British funds body warns Brexit would bring "massive disruption"

Published Tue, Jan 19, 2016 · 03:06 PM

[LONDON] Leaving the European Union would bring "massive disruption" to Britain's 5.5 trillion pound (US$8 trillion) mutual funds sector, which could lose market access without gaining regulatory freedom, a top industry official told Parliament on Tuesday.

Britain is expected to hold a referendum on its membership of the EU later this year, and Parliament's Treasury Select Committee is studying the implications for the financial services industry.

Three heads of financial services associations told lawmakers that Britain leaving the EU would probably disrupt the industry, although they noted that members of their trade bodies had a range views on whether Britain should stay in the EU.

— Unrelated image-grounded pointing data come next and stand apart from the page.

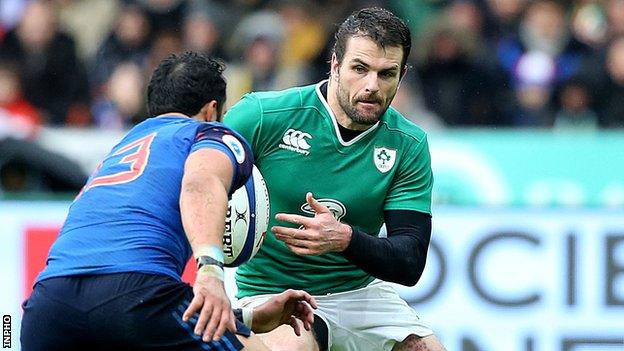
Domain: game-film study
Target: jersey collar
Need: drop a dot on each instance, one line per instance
(335, 122)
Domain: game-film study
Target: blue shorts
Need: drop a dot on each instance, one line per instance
(125, 311)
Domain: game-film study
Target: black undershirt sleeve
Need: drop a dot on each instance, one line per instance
(399, 258)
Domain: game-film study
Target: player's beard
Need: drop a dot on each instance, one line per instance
(350, 106)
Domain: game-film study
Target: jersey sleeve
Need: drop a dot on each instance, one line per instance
(245, 117)
(220, 137)
(412, 185)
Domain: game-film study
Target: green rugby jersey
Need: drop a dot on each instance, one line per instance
(297, 146)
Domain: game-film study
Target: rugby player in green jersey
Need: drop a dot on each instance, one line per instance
(339, 162)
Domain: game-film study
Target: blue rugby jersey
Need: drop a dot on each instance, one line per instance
(127, 217)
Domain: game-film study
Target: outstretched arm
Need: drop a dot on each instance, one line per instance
(399, 258)
(203, 205)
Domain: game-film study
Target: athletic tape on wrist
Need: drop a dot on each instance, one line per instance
(247, 316)
(211, 270)
(210, 251)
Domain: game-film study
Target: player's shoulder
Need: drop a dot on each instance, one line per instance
(292, 98)
(395, 123)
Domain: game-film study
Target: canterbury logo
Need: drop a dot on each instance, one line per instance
(295, 140)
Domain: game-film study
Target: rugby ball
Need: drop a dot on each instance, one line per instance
(246, 221)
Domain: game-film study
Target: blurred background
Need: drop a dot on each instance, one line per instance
(523, 101)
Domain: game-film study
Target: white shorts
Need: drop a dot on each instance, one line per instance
(370, 318)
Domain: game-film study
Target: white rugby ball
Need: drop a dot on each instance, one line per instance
(246, 221)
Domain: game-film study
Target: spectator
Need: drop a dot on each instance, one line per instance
(612, 106)
(543, 39)
(18, 117)
(260, 37)
(121, 103)
(615, 15)
(129, 41)
(201, 31)
(575, 107)
(534, 80)
(89, 22)
(455, 86)
(54, 79)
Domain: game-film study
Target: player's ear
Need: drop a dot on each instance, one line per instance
(334, 65)
(210, 112)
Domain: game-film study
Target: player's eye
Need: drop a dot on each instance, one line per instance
(359, 69)
(387, 74)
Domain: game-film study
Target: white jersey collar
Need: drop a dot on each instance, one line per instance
(335, 122)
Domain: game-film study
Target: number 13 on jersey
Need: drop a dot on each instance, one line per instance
(132, 157)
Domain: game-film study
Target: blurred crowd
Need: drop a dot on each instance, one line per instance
(512, 63)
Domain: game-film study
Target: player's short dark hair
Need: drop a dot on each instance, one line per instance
(185, 83)
(380, 25)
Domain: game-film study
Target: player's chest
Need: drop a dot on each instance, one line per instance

The "significant benefits" of membership outweigh the costs for investors in mutual funds, Guy Sears, interim chief executive of the Investment Association (IA), told the committee. Mutual funds are pots of money managed on behalf of investors for their retirement.

IA members manage 5.5 trillion pounds or 37 per cent of European fund assets, more than France, Germany and Italy combined, Sears said. Over a trillion pounds of that is from EU-based customers in Britain, who might pull out if Britain leaves the EU, a move dubbed "Brexit".

Leaving the EU would complicate doing business without significantly cutting compliance costs, Sears said. Under Brexit, British financial firms could only access EU markets if their rules are equivalent to EU standards. "Regulation does control your access to markets," Sears said.

"Being subject to a regulation without an ability to influence it is clearly going to be less than optimal." Customers of funds based on the continent but managed from London or Edinburgh might review these arrangements after Brexit, Sears said. Asset managers in Britain would consider expanding in Frankfurt rather than London, he said. "There would be massive disruption," Sears said.

Sears spoke alongside John Barrass, deputy CEO of the Wealth Management Association (WMA), and Jiri Krol, deputy CEO of the Alternative Investment Management Association (AIMA). Both represent hedge funds, which bet on stocks falling as well as rising.

Barrass noted EU membership lets British managers offer services across the bloc under a European regulatory "passport". Some 95 percent of mutual funds in Britain are so-called UCITS, meaning they are authorised and regulated under EU law. "If we leave Europe, then it isn't automatic our right to provide services into the EU," Sears said.

UCITS make up nearly a third of hedge funds in Britain, the world's second largest hedge fund sector after New York, and Brexit would force the sector to restructure, Krol added. "I would disagree with the fact that there is some kind of benefit to the hedge fund industry emanating from Brexit," Krol said.